1797 André-Jacques Garnerin made the first recorded parachute jump 1,000 metres (3,200 feet) above Paris,.
1811 Franz Liszt, Hungarian pianist and composer, was born (d. 1886).
1836 Sam Houston was inaugurated as the first President of the Republic of Texas.
1844 The Great Anticipation: Millerites, followers of William Miller, anticipate the end of the world in conjunction with the Second Advent of Christ.
1875 First telegraphic connection in Argentina.
1877 The Blantyre mining disaster in Scotland killed 207 miners.
1878 The first rugby match under floodlights took place in Salford, between Broughton and Swinton.
1883 The Metropolitan Opera House in New York City opened with a performance of Gounod’s Faust.
1895 In Paris an express train overran a buffer stop and crossed more than 30 metres of concourse before plummeting through a window at Gare Montparnasse.
1910 Dr. Crippen was convicted of poisoning his wife.
1919 Doris Lessing, British writer, Nobel Prize laureate, was born.
1924 Toastmasters International was founded.
1934 Federal Bureau of Investigation agents shot and killed notorious bank robber Pretty Boy Floyd.
1944 World War II: Battle of Aachen: The city of Aachen fell to American forces after three weeks of fighting, making it the first German city to fall to the Allies.
1946 Deepak Chopra, Indian-American physician and writer, was born.
1957 Vietnam War: First United States casualties in Vietnam.
1960 Independence of Mali from France.
1962 Cuban Missile Crisis: US President John F. Kennedy, after internal counsel from Dwight D. Eisenhower, announced that American reconnaissance planes have discovered Soviet nuclear weapons in Cuba, and that he has ordered a naval “quarantine” of the Communist nation.
1963 A BAC One-Eleven prototype airliner crashed in UK with the loss of all on board.
1964 Jean-Paul Sartre was awarded the Nobel Prize for Literature, but turned it down.
1964 A Multi-Party Parliamentary Committee selected the design which became the new official Flag of Canada.
1966 The Supremes became the first all-female music group to attain a No. 1 selling album (The Supremes A’ Go-Go).
1966 The Soviet Union launched Luna 12.
1968 Apollo 7 safely splashed down in the Atlantic Ocean after orbiting the Earth 163 times.

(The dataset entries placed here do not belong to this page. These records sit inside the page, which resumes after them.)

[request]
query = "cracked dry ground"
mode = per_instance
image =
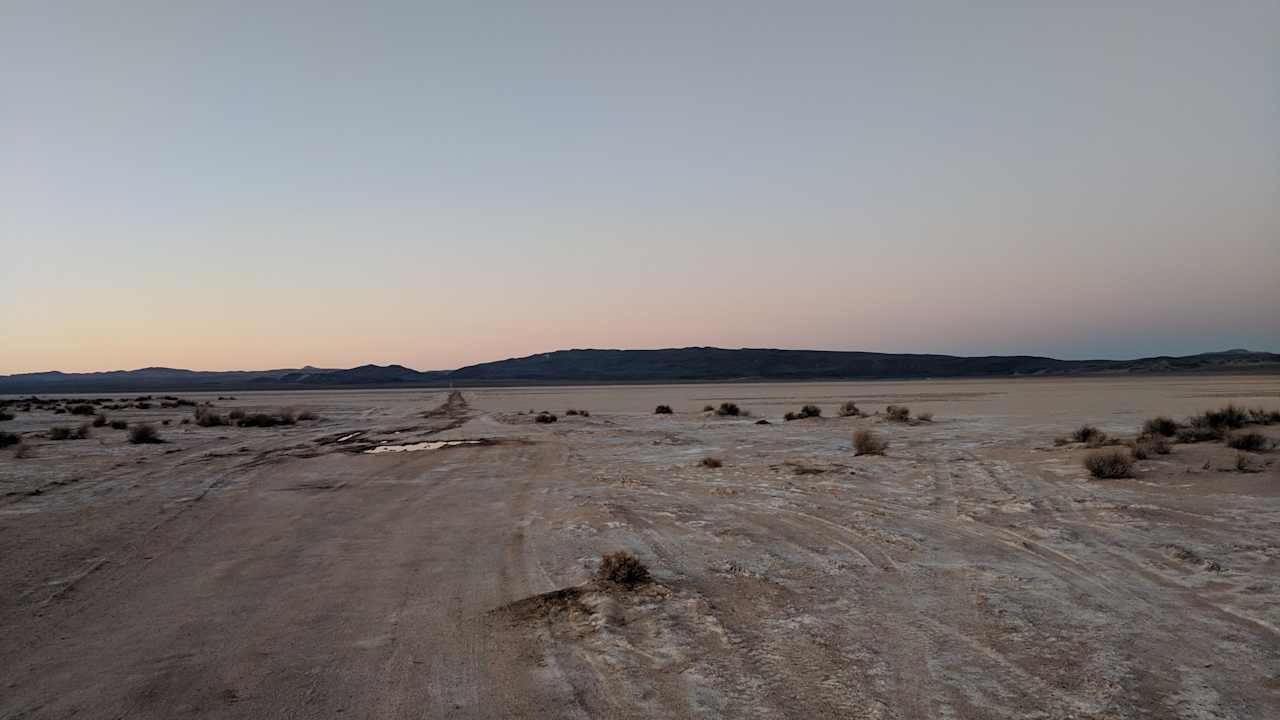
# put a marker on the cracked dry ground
(283, 573)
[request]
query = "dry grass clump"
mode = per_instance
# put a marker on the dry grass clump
(144, 433)
(63, 432)
(1160, 425)
(728, 410)
(1252, 442)
(899, 413)
(807, 411)
(1110, 464)
(867, 442)
(621, 568)
(1147, 446)
(208, 418)
(850, 410)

1970 Tunku Abdul Rahman resigned as Prime Minister of Malaysia.
1972 Poet James K. Baxter died.
1975 The Soviet unmanned space mission Venera 9 landed on Venus.
1976 Red Dye No. 4 was banned by the US Food and Drug Administration after it is discovered that it causes tumors in the bladders of dogs.

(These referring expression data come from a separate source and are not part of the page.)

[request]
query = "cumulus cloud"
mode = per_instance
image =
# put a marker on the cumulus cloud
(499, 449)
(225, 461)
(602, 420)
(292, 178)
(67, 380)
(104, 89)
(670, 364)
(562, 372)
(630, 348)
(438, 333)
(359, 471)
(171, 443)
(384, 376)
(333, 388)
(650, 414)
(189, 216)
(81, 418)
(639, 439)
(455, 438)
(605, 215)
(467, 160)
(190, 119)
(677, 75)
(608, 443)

1981 The TGV railway service between Paris and Lyon was inaugurated.
1991 Dimitrios Arhondonis, was elected 270th Archbishop of Constantinople, New Rome and Ecumenical Patriarch as Patriarch Bartholomew I of the Orthodox church.
1999 Maurice Papon, an official in the Vichy France government during World War II, is jailed for crimes against humanity.

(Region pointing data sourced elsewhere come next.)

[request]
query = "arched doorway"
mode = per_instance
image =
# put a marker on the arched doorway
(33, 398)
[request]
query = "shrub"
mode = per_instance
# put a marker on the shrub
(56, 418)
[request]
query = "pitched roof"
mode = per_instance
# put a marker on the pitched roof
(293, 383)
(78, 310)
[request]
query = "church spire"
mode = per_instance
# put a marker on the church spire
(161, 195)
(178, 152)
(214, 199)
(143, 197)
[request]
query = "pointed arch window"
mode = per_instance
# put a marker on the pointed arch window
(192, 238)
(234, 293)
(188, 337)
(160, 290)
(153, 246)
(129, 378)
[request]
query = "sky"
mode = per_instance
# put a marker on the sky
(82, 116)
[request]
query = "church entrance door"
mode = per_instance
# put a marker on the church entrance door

2005 Tropical Storm Alpha formed in the Atlantic Basin, making the 2005 Atlantic Hurricane Season the most active Atlantic hurricane season on record with 22 named storms.
2006 A Panama Canal expansion proposal was approved by 77.8% of voters in a National referendum.
2007 Raid on Anuradhapura Air Force Base carried out by 21 Tamil Tiger commandos.
2008 India launched its first unmanned lunar mission Chandrayaan-1.